Numeric matrix containing single-cell expression data.

scmeta

Data frame containing metadata information associated with single-cell data, including cell types and spatial clusters.

CellType

Character string specifying the column name in the metadata data frame containing cell type annotations.

SE

Character string specifying the column name in the metadata data frame containing spatial ecotype annotations.

scale

Boolean specifying whether to perform univariance normalization before training the models (default: TRUE).

Sample

Character string specifying the column name in the metadata data frame containing sample annotations.

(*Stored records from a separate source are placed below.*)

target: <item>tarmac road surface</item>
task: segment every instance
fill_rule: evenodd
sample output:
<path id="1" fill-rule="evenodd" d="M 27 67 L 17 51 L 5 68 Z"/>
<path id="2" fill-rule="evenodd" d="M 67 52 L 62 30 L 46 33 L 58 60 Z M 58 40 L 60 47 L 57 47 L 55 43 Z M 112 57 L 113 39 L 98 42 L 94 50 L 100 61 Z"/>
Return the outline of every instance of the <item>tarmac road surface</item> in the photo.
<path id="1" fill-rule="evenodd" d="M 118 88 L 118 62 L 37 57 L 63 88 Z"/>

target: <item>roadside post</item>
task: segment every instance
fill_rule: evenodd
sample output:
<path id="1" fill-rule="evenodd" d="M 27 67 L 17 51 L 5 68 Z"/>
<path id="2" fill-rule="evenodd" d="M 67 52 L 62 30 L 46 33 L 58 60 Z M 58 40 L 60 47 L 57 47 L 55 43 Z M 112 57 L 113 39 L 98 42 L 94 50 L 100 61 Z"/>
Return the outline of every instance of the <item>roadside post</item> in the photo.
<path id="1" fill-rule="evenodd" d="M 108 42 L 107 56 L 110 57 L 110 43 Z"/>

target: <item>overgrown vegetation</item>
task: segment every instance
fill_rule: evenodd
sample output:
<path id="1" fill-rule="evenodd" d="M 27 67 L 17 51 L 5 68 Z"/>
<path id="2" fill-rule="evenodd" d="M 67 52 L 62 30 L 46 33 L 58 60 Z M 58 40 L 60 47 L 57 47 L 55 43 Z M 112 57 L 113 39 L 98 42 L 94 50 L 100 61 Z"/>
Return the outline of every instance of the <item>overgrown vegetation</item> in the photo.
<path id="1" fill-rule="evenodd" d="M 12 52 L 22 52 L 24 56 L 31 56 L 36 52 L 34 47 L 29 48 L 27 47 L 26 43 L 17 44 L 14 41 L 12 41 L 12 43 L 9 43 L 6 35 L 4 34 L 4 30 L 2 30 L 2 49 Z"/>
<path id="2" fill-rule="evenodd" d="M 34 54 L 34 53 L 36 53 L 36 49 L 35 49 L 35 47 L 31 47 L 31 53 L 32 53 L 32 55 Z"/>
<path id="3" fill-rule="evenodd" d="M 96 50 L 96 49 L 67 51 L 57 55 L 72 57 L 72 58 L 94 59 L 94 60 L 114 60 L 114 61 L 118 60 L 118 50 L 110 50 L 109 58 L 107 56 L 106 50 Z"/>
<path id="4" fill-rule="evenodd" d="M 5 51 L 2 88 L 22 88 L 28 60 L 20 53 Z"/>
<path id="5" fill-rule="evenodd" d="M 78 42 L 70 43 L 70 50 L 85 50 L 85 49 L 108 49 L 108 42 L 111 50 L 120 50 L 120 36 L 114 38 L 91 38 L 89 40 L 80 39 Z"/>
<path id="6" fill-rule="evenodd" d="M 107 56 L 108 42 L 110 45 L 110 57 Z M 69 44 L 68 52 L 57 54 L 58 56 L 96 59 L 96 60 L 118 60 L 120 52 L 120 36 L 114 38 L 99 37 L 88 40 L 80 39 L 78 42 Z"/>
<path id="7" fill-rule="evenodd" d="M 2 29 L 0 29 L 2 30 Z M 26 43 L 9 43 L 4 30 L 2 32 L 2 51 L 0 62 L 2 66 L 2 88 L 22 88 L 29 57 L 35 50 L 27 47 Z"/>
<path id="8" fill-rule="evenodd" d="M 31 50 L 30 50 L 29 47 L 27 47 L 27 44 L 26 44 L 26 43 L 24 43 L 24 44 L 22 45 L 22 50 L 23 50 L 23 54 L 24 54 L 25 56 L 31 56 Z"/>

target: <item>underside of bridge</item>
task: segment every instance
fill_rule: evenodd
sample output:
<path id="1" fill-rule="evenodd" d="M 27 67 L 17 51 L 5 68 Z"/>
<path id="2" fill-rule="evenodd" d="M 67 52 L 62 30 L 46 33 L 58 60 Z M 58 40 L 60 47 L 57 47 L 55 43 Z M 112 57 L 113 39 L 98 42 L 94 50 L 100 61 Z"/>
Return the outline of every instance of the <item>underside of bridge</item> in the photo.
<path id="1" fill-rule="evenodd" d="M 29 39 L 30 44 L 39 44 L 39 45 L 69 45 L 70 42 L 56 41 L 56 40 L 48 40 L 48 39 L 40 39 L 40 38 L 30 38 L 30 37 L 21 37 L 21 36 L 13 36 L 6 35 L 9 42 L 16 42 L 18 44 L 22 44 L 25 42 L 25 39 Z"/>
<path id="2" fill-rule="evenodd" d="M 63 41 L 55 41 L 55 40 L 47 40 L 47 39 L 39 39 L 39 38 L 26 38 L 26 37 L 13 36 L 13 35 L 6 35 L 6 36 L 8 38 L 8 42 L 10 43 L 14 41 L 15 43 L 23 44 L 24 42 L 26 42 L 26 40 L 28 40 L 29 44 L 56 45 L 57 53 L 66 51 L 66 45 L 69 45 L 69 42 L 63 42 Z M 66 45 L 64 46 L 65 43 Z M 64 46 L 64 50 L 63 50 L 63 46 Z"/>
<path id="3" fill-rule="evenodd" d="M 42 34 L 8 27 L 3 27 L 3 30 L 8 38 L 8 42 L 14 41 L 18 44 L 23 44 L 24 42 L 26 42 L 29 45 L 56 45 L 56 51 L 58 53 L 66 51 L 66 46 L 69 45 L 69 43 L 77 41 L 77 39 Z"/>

If specified, the univariance normalization will be performed within each sample.

balance.sample

Boolean specifying whether to perform balance the cells from all samples before training the models (default: TRUE).

nfeature

Integer specifying the top variable features for training the models (default: 2000).

nfeature.per.se

Integer specifying the maximal number of features to select for each SE (default: 50).

min.cells

Integer specifying the minimal number of cells required for each SE cell state.

downsample

Integer specifying the number of cells per cell type (downsampling) for training the NMF models (default: 2500).

ncores

Integer specifying the number of CPU cores to use for parallel processing.

seed

Integer specifying the seed for random sampling during downsampling.

Value

A list of cell type-specific NMF models, each represented by its corresponding factorization matrix W.